What’s the biggest change you’ve made in your life lately?

Thanks for reading!
1 part newsletter, 1 part unnerving updates,
2 parts sneak peeks of new projects.


  1. Mark

    Happy New Year, Holli! Great article, and good luck with everything that you accomplish in 2013.

  2. Story Teller

    Thanks very much, Mark! And a very Happy New Year to you as well.

  3. Angela

    That’s a fantastic revelation Holli! People who lead with their hearts never have regrets! Now, which tropical locale to choose for your next big change…

  4. Story Teller

    Thanks, Angela. I actually thought of you while I was writing this. 🙂 I hope you’re right–whatever the result, I couldn’t keep going on the way I was. I would have had a heart attack or a nervous breakdown.

    We’re trying out Curacao first!

    How is the new job going? Hope all is well with you.

  5. Lisa

    Congrats, Holli, on making the big leap into the unknown. Exciting to know you had the courage to follow your dreams – and go where most people are too afraid to go.
    As for biggest change in my life, I’ve made it more of a priority to work on creating music – and took most of October to early December to write the music score to an upcoming film.

  6. Story Teller

    Thanks for the kind words, Lisa. I couldn’t have done it without the support of my incredible friends and loved ones. Taking a risk is much easier when you have such a strong safety net.
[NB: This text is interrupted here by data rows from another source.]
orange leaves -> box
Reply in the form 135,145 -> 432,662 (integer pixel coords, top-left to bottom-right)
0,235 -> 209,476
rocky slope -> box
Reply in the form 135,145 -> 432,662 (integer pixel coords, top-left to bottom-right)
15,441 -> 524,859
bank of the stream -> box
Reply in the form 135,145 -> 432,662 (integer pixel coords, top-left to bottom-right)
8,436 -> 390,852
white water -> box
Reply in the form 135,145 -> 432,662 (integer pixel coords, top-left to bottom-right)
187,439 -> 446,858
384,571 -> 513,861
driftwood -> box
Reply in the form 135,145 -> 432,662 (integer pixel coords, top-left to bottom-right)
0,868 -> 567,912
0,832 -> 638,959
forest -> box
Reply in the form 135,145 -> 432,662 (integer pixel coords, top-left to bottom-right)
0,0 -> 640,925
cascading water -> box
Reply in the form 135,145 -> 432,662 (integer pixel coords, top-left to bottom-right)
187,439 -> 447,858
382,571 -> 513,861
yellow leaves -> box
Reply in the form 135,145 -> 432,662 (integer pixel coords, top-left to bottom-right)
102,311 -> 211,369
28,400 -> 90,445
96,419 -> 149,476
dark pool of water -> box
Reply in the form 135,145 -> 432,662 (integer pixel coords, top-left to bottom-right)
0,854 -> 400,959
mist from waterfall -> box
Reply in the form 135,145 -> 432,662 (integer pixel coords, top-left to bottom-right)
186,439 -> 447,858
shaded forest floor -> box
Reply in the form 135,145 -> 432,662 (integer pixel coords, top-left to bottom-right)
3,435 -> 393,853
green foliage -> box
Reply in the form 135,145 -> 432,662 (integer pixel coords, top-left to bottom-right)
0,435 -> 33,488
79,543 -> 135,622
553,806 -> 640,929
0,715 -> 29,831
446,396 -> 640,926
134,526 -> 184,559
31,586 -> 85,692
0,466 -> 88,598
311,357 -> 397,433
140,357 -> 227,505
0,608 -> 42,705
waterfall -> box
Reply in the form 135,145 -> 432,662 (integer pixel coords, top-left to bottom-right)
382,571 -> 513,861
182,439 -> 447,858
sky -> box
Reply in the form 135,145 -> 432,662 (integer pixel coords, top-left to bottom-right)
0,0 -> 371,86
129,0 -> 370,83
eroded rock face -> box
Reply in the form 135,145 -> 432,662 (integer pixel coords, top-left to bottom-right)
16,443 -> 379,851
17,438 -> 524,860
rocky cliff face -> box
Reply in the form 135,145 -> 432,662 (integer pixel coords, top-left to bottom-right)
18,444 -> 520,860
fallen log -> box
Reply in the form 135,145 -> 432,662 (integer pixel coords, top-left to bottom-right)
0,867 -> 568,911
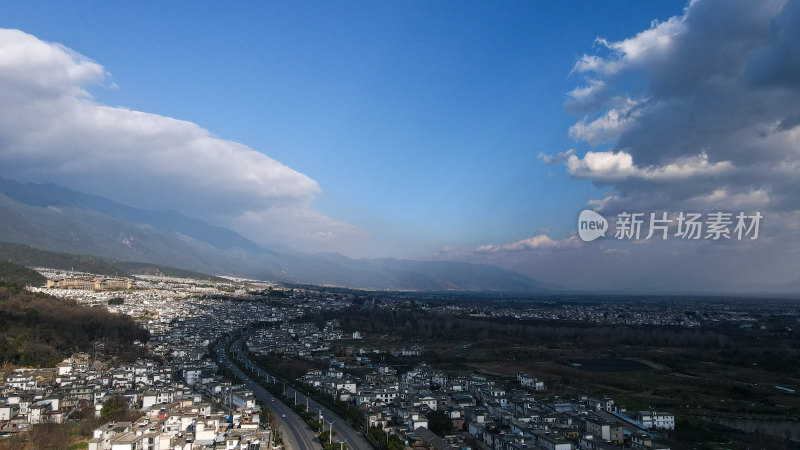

    I have noticed your renewed dedication to your music. That’s awesome! Follow the dream, girl. You have always inspired me.

  7. Randy

    Big step! Congratulations. Much more to life than a desk job.
    Wishing you all the best.

  8. Story Teller

    Thanks very much, Randy. I miss my days at the WFP. I was much more suited to being a journalist.

  9. Ev Bishop

    Wow, Holli — a new year and a new life indeed!!! 🙂 I’m so happy to hear you’re doing this. It’s been your desire for a long time, and I think it’s going to be purely wonderful (even if there is a small adjustment period, the sun and sand will cure it). Congratulations!

  10. Lisa

    Hi Holli,
    I’ve missed your blog – hope to be reading more in the days to come.

    No big changes for me except maybe learning patience. Due to a freak ankle twist back in December I have been unable to run, period. Being an active person it has killed me to watch runners out on the River Trail and on Saturday mornings when I could barely manage a hobble to cross the street. I am FINALLY able to start back, but have been taking it really slow.

    Maybe my big change is just being able to appreciate the very small things in life that one takes for granted.

    Enjoy Curacao!!

  11. Story Teller

    Ev – thanks so much for your kind words. I hope to get back to writing in earnest next week. Needed a bit of a break after the vacation. Hope you are doing well. Do you still go to SIWC every year? I’m considering returning this year, depending on how the freelance goes.

    Lisa – Nice to hear from you, but so sorry to hear about your ankle. I’m glad you’re recovering…take it easy!